This table summarizes the GDXJ top 25’s operational and financial highlights during Q1’23. These gold miners’ stock symbols aren’t all US listings, and are preceded by their rankings changes within GDXJ over this past year. The shuffling in their ETF weightings reflects shifting market caps, which reveal both outperformers and underperformers since Q1’22. Those symbols are followed by their current GDXJ weightings.

Next comes these gold miners’ Q1’23 production in ounces, along with their year-over-year changes from the comparable Q1’22. Output is the lifeblood of this industry, with investors generally prizing production growth above everything else. After are the costs of wresting that gold from the bowels of the earth in per-ounce terms, both cash costs and all-in sustaining costs. The latter help illuminate miners’ profitability.

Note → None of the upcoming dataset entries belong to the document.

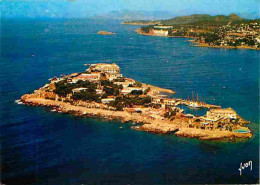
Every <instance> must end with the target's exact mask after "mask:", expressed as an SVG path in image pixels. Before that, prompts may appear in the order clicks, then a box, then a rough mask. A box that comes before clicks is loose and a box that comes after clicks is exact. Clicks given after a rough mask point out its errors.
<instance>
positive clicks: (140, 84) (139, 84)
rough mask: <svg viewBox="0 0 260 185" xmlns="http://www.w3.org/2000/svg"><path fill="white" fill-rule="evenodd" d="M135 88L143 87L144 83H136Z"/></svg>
mask: <svg viewBox="0 0 260 185" xmlns="http://www.w3.org/2000/svg"><path fill="white" fill-rule="evenodd" d="M134 86H136V87H142V86H143V85H142V83H140V82H138V81H135V83H134Z"/></svg>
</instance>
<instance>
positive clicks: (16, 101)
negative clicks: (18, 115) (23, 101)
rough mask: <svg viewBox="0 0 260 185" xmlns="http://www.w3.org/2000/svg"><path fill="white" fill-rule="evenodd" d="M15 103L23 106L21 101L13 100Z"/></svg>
mask: <svg viewBox="0 0 260 185" xmlns="http://www.w3.org/2000/svg"><path fill="white" fill-rule="evenodd" d="M15 103H17V104H18V105H21V104H23V102H22V101H21V100H15Z"/></svg>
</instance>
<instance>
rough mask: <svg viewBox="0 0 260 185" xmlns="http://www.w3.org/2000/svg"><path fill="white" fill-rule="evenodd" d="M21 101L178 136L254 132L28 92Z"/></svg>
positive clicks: (249, 133) (151, 131)
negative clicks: (216, 128) (239, 130)
mask: <svg viewBox="0 0 260 185" xmlns="http://www.w3.org/2000/svg"><path fill="white" fill-rule="evenodd" d="M21 101H22V102H23V103H24V104H26V105H32V106H47V107H57V108H58V109H59V111H60V112H62V113H69V114H74V115H75V116H97V117H100V118H106V119H107V120H110V119H118V120H120V121H122V122H129V121H131V122H134V123H141V124H142V125H141V126H133V127H132V128H133V129H134V130H138V131H146V132H151V133H159V134H171V133H174V135H176V136H178V137H188V138H198V139H200V140H222V139H227V140H232V139H234V138H252V133H234V132H231V131H211V130H202V129H196V128H188V127H186V126H184V125H185V124H187V119H185V118H184V119H183V118H182V119H175V120H173V121H170V120H160V119H155V120H154V119H151V118H149V117H147V116H145V115H142V114H139V113H129V112H127V111H125V110H124V111H112V110H105V109H101V108H87V107H83V106H79V105H71V104H70V103H67V102H62V101H56V100H49V99H45V98H42V97H39V96H38V95H36V94H26V95H23V96H22V97H21Z"/></svg>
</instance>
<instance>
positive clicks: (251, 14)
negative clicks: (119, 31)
mask: <svg viewBox="0 0 260 185" xmlns="http://www.w3.org/2000/svg"><path fill="white" fill-rule="evenodd" d="M191 14H193V15H197V17H196V16H194V17H190V16H184V15H191ZM176 16H179V17H180V16H183V17H184V18H183V20H182V21H184V20H185V21H188V20H189V19H190V18H194V21H195V20H196V19H204V20H206V19H211V20H212V19H214V17H215V18H216V19H239V18H241V19H243V18H246V19H255V18H259V17H260V15H259V13H257V12H256V13H252V14H249V13H239V14H230V15H229V16H230V17H229V16H224V15H219V16H210V15H208V14H194V13H192V11H190V10H183V11H172V12H171V11H144V10H120V11H117V10H115V11H110V12H107V13H103V14H97V15H95V16H93V17H92V18H94V19H120V20H128V21H130V20H166V19H167V20H173V19H176V18H177V17H176ZM173 17H175V18H173ZM185 17H186V18H185ZM242 17H243V18H242ZM175 22H176V23H177V22H178V21H177V20H175Z"/></svg>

That’s followed by a bunch of hard accounting data reported to securities regulators, quarterly revenues, earnings, operating cash flows, and resulting cash treasuries. Blank data fields mean companies hadn’t disclosed that particular data as of the middle of this week. The annual changes aren’t included if they would be misleading, like comparing negative numbers or data shifting from positive to negative or vice-versa.

The mid-tier gold miners’ overall Q1’23 performance proved solid. But some big GDXJ composition changes complicate comparable analysis. During this past year a large super-major was added in, along with a second junior explorer with no production. A handful of extreme outliers also skewed production costs higher. But after adjusting for these distortions, the smaller gold miners generally fared well last quarter.